Les propriétaires de Ti-Boss, un chien de type pitbull de huit ans, se sont battus quatre ans et ont dépensé quelques milliers de dollars pour ne pas avoir à déménager ou à euthanasier leur animal.     

«Me débarrasser de mon chien c’était impossible pour moi. J’étais prêt à déménager pour chien-là», dit Jacob Richard, le propriétaire du chien en question.     

La saga a débuté en 2015 lorsque Ti-Boss a été trouvé sans laisse près des locaux de la SPCA de Sept-Îles. Le couple habitait tout près à l’époque. Il n’y a jamais eu de plaintes pour agressivité. On lui a alors demandé à ce que le chien quitte la municipalité. Un règlement de la Ville de Sept-Îles daté de 2005 indiquait que les chiens de ce genre étaient interdits.     

Ti-Boss et son propriétaire Jacob Richard, devant l’Hôtel-de-Ville de Sept-Îles lundi après la confirmation de la victoire de ses propriétaires en Cour supérieure.
Photo courtoisie
Ti-Boss et son propriétaire Jacob Richard, devant l’Hôtel-de-Ville de Sept-Îles lundi après la confirmation de la victoire de ses propriétaires en Cour supérieure.

Ces derniers se sont battus contre ce règlement, à coup de manifestations et pétitions, jusqu’à ce que la Ville de Sept-Îles entreprenne les démarches légales contre eux, pour qu’ils se débarrassent de Ti-Boss.     

Toléré  

Entre 2005 à 2015, Sept-Îles tolérait les chiens pourtant interdits. Pire encore, elle en confiait en adoption, par le biais de la SPCA Côte-Nord qu’elle a mandatée pour s’occuper entre autres du Règlement sur les animaux.      

«Elle (la Ville) a non seulement toléré, mais en quelque sorte validé et encouragé l’adoption de ce type de chien», souligne la juge de la Cour supérieure Sandra Bouchard, dans une décision rendue le 14 mars dernier.     

En 2015, suite à d’autres événements survenus dans la province impliquant des chiens de ce genre, les élus ont exigé plus de rigidité quant à l’application du règlement. Une décision prise quelques années après que Jacob Richard eut immatriculé son chien Ti-Boss.     

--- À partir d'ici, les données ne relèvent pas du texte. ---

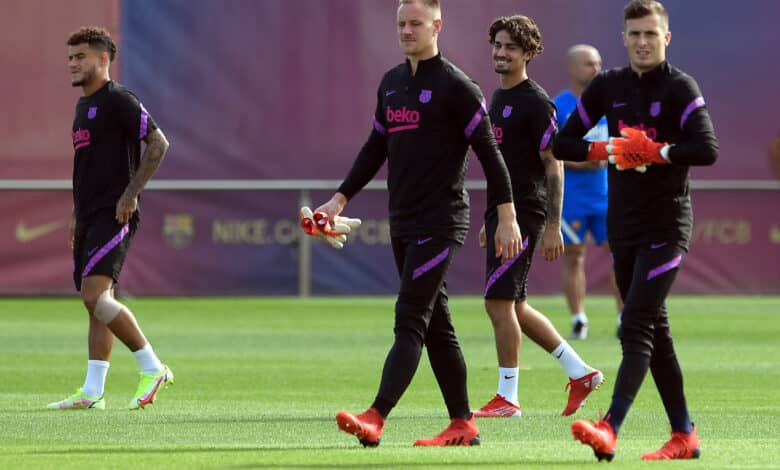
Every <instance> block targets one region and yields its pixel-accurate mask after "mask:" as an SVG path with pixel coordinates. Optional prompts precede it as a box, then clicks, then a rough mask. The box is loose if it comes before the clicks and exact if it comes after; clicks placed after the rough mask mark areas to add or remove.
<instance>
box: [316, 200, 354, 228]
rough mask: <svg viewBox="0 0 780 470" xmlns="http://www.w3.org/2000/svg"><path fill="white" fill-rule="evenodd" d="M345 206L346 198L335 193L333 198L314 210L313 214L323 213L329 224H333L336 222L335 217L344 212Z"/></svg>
mask: <svg viewBox="0 0 780 470" xmlns="http://www.w3.org/2000/svg"><path fill="white" fill-rule="evenodd" d="M346 205H347V197H346V196H344V195H343V194H341V193H336V194H334V195H333V197H331V198H330V200H329V201H328V202H326V203H325V204H323V205H321V206H320V207H318V208H316V209H314V212H315V213H317V212H324V213H325V214H327V215H328V219H329V220H330V223H331V224H333V223H335V222H334V221H335V220H336V216H337V215H339V214H341V211H343V210H344V207H345V206H346Z"/></svg>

Ti-Boss et son propriétaire Jacob Richard, après la confirmation de la victoire de ses propriétaires en Cour supérieure.
Photo courtoisie
Ti-Boss et son propriétaire Jacob Richard, après la confirmation de la victoire de ses propriétaires en Cour supérieure.

La juge va plus loin. «La Ville ne peut reprocher aux propriétaires ce que son mandataire a alimenté à certains égards. Cette situation défie le bon sens et mène à des situations clairement déraisonnables ou aberrantes».     

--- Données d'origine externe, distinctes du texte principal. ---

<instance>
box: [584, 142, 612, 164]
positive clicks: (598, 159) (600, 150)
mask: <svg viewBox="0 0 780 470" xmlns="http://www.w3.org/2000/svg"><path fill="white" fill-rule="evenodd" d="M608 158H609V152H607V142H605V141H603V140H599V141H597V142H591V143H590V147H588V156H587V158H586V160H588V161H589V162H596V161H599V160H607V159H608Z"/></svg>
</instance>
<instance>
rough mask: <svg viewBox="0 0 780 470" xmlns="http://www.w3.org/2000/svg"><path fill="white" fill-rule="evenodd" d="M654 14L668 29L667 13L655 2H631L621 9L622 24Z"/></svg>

Les propriétaires du chien se disent soulagés et heureux que les propriétaires de chiens de races interdites pourront garder leurs animaux s’ils ont été immatriculés entre 2005 et 2015, grâce à leur cause.     

«Ç’a été vraiment un gros soulagement, un énorme poids qu’on s’est enlevé de sur les épaules. On avait hâte que le jugement tombe. Je ne comprends pas qu’ils (les élus) aient gaspillé des fonds publics pour ça, c’est aberrant. C’est ridicule pour un chien qui était quand même assez âgé», ajoute Jacob Richard.     

Laisser-aller

La Ville de Sept-Îles voit du positif dans cette décision, affirmant que la juge ne remettait pas en question son règlement, appliqué à partir de 2015.

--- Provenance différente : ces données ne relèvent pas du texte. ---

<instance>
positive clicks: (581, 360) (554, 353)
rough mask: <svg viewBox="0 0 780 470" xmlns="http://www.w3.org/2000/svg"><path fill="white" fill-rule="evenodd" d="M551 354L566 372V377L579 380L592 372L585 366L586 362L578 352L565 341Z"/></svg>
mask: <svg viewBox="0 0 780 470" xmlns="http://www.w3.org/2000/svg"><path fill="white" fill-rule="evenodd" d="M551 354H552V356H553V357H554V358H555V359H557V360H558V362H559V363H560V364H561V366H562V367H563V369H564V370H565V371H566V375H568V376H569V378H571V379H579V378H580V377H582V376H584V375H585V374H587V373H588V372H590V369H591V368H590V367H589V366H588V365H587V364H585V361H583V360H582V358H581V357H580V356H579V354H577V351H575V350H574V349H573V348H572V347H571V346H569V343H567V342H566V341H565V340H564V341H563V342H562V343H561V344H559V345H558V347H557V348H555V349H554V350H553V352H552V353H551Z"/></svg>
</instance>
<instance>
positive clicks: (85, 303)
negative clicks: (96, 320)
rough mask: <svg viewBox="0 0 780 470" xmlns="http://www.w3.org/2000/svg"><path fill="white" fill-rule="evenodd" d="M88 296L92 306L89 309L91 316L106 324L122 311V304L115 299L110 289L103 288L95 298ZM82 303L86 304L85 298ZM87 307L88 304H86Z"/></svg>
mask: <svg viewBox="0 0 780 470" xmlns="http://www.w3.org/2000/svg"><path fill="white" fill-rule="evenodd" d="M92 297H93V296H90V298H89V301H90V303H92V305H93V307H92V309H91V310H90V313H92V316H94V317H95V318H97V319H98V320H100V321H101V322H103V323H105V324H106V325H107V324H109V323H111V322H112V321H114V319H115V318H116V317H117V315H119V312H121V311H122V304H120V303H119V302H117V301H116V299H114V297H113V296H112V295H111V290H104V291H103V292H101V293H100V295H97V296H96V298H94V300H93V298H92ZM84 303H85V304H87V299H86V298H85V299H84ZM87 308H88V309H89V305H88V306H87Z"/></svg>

Toutefois, le maire de Sept-Îles, arrivé à l’automne 2013, s’en remet au laisser-aller de la SPCA,  qui est mandatée pour faire appliquer le règlement.

«Il n’y avait pas de flou au niveau du règlement. Comment ils (la SPCA) l’appliquaient, de toute évidence, il y avait un laisser-aller. On les a rencontrés en 2015 et on s’est parlé dans le blanc des yeux», a indiqué Réjean Porlier.  

Le maire dit ignorer combien la défense du dossier a coûté. «Quand on met un règlement, on ne dit pas combien ça coûte pour le faire respecter. On a un règlement, soit on le fait respecter, soit on enlève le règlement», a conclu le maire Porlier.